Can this proposition be used to prove an iff statement?

Question

Let's say I want to prove that $p\Leftrightarrow q$. My proof looks like this: $p\Leftrightarrow a\Leftrightarrow q$. I have used two "theorems", namely, $p\Leftrightarrow a$ and $a\Leftrightarrow q$. The problem is that the theorem $p\Leftrightarrow a$ has the requirement that $p$ or $q$ should be true. Can I still use this theorem in my proof? This is not a made up case, by the way. I am actually trying to find a proof for something.

Answer 1

Yes you can. If $p$ or $q$ hold then your theorem states that $p\Leftrightarrow a$ and your other theorem states that $a\Leftrightarrow q$. On the other hand, if neither $p$ nor $q$ holds, then this creates no problem for $p\Leftrightarrow q$. Basically you have:

If we have $p$ then we have $a$ and thus also $q$. If we have $\lnot p$ then we either have $\lnot q$, or we have $\lnot a$ and thus $\lnot q$.

Answer 2

1. The problem is that the theorem $p\Leftrightarrow a$ has the requirement that $p$ or $q$ should be true.

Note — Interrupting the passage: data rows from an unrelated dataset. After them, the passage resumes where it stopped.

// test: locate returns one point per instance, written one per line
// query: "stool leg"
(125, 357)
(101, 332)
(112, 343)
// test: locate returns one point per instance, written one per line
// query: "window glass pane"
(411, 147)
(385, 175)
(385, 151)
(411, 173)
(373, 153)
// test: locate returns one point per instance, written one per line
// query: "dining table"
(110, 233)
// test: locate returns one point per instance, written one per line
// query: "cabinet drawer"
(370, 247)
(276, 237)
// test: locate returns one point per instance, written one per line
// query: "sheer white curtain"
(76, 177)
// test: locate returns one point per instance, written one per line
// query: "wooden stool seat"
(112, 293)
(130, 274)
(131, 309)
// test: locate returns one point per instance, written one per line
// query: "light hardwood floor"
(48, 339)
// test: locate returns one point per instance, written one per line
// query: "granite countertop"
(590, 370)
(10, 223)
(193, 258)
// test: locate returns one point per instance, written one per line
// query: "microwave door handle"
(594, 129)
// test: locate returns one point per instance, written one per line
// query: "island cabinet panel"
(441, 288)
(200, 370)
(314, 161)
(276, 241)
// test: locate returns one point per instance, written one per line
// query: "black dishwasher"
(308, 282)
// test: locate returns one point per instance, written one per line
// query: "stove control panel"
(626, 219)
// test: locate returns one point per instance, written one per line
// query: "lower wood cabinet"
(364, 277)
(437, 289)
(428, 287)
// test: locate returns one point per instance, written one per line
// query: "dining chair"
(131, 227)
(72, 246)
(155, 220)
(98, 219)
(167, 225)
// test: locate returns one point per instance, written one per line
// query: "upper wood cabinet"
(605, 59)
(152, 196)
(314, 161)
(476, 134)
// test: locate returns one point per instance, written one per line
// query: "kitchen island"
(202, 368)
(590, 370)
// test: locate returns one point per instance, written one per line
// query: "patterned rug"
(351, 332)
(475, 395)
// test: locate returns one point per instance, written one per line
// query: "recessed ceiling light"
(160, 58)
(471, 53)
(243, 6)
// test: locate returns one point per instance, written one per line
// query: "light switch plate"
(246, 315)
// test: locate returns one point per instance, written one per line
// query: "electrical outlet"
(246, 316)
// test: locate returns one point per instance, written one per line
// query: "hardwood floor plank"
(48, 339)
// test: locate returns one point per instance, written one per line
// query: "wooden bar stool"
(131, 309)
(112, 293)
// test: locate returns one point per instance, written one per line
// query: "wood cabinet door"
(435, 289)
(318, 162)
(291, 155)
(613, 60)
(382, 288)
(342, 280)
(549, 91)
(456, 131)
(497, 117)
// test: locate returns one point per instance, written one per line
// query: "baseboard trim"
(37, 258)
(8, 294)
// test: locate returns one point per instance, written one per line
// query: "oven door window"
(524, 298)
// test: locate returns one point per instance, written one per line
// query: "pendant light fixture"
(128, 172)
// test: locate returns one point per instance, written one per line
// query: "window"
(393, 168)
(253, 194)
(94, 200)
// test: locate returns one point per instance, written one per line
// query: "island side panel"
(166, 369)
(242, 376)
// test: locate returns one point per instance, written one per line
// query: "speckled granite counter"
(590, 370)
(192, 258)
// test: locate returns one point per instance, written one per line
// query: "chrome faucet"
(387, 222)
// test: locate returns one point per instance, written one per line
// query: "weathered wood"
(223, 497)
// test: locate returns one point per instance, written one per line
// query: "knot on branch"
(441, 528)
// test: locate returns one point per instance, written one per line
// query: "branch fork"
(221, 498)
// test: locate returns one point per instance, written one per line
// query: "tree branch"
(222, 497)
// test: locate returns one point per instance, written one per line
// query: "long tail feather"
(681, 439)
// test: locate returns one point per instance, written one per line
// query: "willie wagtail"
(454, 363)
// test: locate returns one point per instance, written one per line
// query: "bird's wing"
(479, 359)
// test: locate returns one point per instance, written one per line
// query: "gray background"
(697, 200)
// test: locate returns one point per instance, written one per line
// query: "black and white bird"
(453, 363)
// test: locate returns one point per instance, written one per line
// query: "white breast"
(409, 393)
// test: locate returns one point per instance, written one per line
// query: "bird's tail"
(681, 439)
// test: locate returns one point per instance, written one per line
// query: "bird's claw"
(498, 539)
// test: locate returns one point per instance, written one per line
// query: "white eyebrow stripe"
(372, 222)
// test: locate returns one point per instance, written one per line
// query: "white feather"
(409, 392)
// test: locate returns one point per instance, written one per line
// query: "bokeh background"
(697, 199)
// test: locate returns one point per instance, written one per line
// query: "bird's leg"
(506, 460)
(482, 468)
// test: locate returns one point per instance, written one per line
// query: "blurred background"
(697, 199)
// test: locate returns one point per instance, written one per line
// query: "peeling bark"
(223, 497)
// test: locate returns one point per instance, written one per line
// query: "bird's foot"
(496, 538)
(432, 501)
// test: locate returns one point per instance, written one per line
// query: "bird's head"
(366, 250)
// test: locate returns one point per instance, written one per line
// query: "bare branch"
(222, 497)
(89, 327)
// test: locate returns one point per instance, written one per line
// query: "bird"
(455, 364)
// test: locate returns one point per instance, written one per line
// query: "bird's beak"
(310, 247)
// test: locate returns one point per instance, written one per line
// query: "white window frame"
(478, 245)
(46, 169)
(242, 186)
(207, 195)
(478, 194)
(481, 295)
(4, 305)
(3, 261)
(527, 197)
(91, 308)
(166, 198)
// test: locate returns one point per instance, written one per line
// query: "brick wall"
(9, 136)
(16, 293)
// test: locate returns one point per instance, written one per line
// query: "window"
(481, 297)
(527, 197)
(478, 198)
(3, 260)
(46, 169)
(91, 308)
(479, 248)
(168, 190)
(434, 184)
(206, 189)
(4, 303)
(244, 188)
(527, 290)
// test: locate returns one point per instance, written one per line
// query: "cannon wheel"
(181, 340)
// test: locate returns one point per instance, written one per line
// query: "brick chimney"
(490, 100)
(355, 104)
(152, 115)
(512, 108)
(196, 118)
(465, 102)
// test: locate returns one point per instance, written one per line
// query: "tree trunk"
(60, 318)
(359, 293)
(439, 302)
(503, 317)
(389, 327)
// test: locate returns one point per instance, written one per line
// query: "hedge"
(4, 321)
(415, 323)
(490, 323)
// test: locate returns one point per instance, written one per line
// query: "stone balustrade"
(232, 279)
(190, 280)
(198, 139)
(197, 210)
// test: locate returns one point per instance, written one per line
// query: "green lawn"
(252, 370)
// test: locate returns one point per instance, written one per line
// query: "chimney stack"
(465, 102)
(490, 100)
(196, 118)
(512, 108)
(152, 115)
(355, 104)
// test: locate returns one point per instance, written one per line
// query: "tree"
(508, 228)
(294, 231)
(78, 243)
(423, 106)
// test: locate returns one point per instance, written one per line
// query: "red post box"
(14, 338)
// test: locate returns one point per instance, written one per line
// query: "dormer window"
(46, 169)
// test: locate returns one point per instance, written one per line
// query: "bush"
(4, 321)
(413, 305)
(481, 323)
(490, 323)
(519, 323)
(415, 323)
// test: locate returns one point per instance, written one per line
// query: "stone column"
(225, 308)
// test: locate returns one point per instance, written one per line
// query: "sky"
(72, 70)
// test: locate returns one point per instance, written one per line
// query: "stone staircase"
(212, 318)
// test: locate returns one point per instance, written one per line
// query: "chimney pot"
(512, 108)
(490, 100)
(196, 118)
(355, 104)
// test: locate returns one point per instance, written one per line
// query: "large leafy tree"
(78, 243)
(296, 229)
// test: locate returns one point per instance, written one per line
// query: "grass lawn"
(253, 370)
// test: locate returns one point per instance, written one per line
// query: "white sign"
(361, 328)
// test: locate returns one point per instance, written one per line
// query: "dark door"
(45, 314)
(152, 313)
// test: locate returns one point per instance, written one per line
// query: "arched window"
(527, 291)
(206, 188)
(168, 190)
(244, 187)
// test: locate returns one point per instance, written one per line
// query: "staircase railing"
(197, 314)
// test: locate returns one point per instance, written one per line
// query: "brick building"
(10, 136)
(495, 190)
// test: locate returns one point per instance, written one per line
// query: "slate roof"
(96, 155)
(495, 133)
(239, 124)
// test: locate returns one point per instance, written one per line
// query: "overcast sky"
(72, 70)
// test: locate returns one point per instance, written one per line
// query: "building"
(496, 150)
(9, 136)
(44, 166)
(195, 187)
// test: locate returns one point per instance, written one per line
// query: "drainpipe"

   • The theorem $$p\Rightarrow a$$ is indeed not useful when $p$ is false, for then no conclusion can be derived;
   • however, the theorem $$p\Leftrightarrow a\\\equiv\;\; p\Rightarrow a \;\text{ and }\; a\Rightarrow p \;\text{ and }\; \lnot p\Rightarrow \lnot a \;\text{ and }\; \lnot a\Rightarrow \lnot p,$$ is effectively saying that $p$ and $a$ have the same truth value, and so is useful even when $p$—and consequently, $a$—is false.

2. So, yes, proving $$p\Leftrightarrow q$$ is equivalent to proving $$(p \Leftrightarrow a) \;\text{ and }\; (a \Leftrightarrow q).$$

3. A technical note: a strict logician would construe the statement $$p\Leftrightarrow a\Leftrightarrow q$$ to mean $$p \Leftrightarrow (a \Leftrightarrow q),$$ which is not equivalent to $$(p \Leftrightarrow a) \;\text{ and }\; (a \Leftrightarrow q),$$ which is what you really mean.